Chapter 21: August

It hasn't been that long since I last wrote but it feels like an eternity. I'm a different person but it feels the same way. I keep bleeding in the same places but it's healing a lot slower now. I have begged to be loved. Wishing the people I care about would care about me but how could they if I don't even care about myself.

As much I as try and I know I've tried, I'm never able of fully recovering. There is always that one thing that let's me stuck. My best friend is going back to brazil so I wont see her for a few months. I was supposed to go with her but my doctor said no and maybe that okay. So now I'm stuck here wishing emma would forgive for the things I did wrong and for that stupid boy would care about me too. But he doesn't. He just keeps using me and I keep falling for it.

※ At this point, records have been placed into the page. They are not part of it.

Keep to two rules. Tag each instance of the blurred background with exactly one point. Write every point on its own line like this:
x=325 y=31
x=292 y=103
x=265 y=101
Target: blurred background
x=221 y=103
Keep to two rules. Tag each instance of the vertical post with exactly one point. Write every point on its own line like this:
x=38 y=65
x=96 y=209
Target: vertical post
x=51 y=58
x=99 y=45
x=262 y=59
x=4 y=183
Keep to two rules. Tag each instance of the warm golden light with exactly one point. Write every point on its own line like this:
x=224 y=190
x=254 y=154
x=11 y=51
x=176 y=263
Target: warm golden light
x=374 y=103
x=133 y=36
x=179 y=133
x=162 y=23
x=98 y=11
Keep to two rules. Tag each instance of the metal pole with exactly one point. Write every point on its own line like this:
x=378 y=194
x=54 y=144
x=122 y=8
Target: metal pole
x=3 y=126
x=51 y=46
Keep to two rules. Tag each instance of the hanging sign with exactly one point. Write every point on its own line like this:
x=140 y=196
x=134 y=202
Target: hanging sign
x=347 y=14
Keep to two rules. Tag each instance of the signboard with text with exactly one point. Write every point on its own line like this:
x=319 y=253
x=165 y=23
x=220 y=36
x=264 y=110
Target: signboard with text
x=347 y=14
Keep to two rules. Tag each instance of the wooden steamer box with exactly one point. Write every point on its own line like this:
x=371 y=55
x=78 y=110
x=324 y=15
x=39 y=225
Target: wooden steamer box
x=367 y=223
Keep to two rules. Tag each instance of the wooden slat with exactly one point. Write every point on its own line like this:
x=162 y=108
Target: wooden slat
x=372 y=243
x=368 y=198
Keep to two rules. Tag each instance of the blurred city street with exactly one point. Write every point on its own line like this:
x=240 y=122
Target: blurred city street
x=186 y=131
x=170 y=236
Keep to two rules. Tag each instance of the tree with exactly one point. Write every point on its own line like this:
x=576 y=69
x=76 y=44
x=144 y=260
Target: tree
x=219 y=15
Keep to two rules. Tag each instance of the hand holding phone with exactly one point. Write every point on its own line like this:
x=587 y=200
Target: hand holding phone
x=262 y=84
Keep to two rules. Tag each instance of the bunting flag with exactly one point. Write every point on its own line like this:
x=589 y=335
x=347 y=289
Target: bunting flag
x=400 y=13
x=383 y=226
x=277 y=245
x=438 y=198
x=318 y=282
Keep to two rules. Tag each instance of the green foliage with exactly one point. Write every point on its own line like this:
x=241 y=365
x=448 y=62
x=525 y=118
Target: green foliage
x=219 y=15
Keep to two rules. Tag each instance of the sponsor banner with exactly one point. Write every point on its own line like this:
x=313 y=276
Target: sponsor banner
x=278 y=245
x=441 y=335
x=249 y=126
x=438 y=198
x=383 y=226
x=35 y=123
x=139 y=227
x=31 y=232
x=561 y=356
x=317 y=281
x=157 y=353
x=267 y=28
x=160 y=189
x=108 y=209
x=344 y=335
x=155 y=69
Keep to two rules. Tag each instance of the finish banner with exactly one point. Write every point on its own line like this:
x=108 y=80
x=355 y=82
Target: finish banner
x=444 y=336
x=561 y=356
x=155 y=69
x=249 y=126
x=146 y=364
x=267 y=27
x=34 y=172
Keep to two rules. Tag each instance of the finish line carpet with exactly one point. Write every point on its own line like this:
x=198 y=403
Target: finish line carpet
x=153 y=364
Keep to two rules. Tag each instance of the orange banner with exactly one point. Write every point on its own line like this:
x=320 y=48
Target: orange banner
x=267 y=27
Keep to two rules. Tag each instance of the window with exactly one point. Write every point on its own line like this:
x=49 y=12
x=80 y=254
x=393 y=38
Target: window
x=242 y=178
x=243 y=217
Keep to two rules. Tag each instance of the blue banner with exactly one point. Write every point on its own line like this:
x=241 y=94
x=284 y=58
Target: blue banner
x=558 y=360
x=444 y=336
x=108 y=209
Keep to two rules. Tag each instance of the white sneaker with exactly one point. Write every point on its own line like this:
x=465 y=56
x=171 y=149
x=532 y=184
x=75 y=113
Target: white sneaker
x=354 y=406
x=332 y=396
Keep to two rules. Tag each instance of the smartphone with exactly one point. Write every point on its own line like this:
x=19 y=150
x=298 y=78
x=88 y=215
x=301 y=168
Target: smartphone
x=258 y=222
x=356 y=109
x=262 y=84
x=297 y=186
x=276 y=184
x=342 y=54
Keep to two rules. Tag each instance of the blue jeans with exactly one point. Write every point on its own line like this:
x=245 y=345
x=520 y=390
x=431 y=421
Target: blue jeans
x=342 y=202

Right now I'm at my dad's house because my mom practically kicked me out. So now I'm here. Back in the place were I hurt the most. My room is not my room anymore, is just the bed were I would cry myself to sleep praying the pain would stop. My bathroom is just the place were I learned to purge and would stay there all night long cover in food and tears. My tub is the place were I collapsed for drinking to many pills. The dining room is the place were I would hide my food inside my clothes and would pray for nobody to notice. I can't keep staying here because I just keep hurting and breaking myself all over again. But there's nowhere I can go.

And I have serious problems I need to take care of and all I can't think of is that stupid boy. It makes me so sick because I just see his name pooping up in my phone and get so freaking happy. But theres something that is not letting me move on. He once said I was someone who understood him and he loved having me around, so why doesn't he keep me around?

I'm I fat? I'm I too ugly? Did he lied?

I literally have no clue. Honestly girls are a lot easier but it's not a girl I have on my mind. It's just him.

So that why I'm so sorry Emma. I loved you but the distance was too much.